CENTENNIAL, Colo. — The teen gunman who shot himself dead after critically wounding a fellow student at their suburban Denver high school apparently acted in retaliation for discipline leveled against him by the school’s debate club coach, the county sheriff said on Saturday.
Sheriff Grayson Robinson also said that 18-year-old Karl Pierson legally purchased the shotgun and ammunition he used in Friday’s rampage at Arapahoe High School. The sheriff said the attack lasted less than a minute and a half.

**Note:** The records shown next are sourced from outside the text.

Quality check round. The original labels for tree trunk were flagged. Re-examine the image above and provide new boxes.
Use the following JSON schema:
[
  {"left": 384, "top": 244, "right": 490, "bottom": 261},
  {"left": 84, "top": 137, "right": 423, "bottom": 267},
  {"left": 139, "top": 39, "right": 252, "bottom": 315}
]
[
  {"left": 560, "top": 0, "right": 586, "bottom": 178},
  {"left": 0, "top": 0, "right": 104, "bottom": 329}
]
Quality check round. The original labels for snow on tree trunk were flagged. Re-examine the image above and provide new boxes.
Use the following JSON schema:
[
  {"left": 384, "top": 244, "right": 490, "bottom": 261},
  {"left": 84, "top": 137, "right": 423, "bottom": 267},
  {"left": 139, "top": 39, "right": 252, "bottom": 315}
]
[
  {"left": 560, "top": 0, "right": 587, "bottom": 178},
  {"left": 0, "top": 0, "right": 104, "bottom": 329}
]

Police said the student gunman’s intended target appeared to be a teacher who Pierson was calling out for by name as the armed teenager stalked through the hallways of Arapahoe High School.
The faculty member, who police have not publicly named but who local media accounts, citing eyewitnesses, have identified as school librarian Tracy Murphy, fled the building unharmed.
When the suspect started shooting, a 15-year-old girl, who authorities say was in Pierson’s line of fire though apparently not an intended victim, was severely wounded.
A second girl who was initially thought to have been wounded was not injured, but spattered with blood from the teenager who was hit as staff and students scurried for cover.
Sheriff’s deputies and police converging on the school encountered heavy smoke in the building from a Molotov cocktail-like incendiary device Pierson had set off, one of two he was carrying.
Pierson, who had entered the school brandishing a shotgun, was found by police about 15 minutes later in a classroom, dead from a self-inflicted gunshot wound, the sheriff said.
Robinson said the teen appeared to have killed himself as law enforcement officers closed in, though officers never fired a shot.
The wounded girl, who has not been publicly identified, remained listed in critical condition at nearby Littleton Adventist Hospital, where she underwent surgery, a hospital spokeswoman said.
Authorities have not disclosed the nature of her injuries, but an account in the Denver Post cited radio transmissions from the first deputy on the scene, who reported finding a student with a “bad head injury” moments after the shooting began.
The violence on Friday unfolded just 8 miles from Columbine High School, where a pair of students shot 13 classmates and staff to death before killing themselves in 1999.
It also came on the eve of the one-year anniversary of the Sandy Hook Elementary School massacre in Newtown, Conn., in which a gunman killed 20 first-graders and six adults before taking his own life.
So far this year, there have been 28 shootings on U.S. school grounds during school hours, including Friday’s incident at Arapahoe High, according to a tally kept by the gun control advocacy groups Mayors Against Illegal Guns and Moms Demand Action for Gun Sense.
In Friday’s shooting, fellow students described Pierson as a smart and likable member of the school’s track team and debate club. Police said they knew of no prior threats or discipline problems by Pierson, though some students recalled him as having a combative personality.
Classmate Max Minne told Denver’s ABC News affiliate that Pierson was “verbally aggressive” and had been sent to the administration office earlier in the week for yelling at a teacher because he thought he had been locked out of a class.
Authorities said they planned to search the suspected gunman’s vehicle, which was left parked at the school, and two homes owned by his parents.
The local ABC News affiliate reported Pierson was upset after being kicked off the debate squad.
Arapahoe High senior Frank Woronoff told CNN the gunman had recently been “demoted” on the debate team and that the teacher he was said to be targeting was its faculty adviser and the school’s librarian.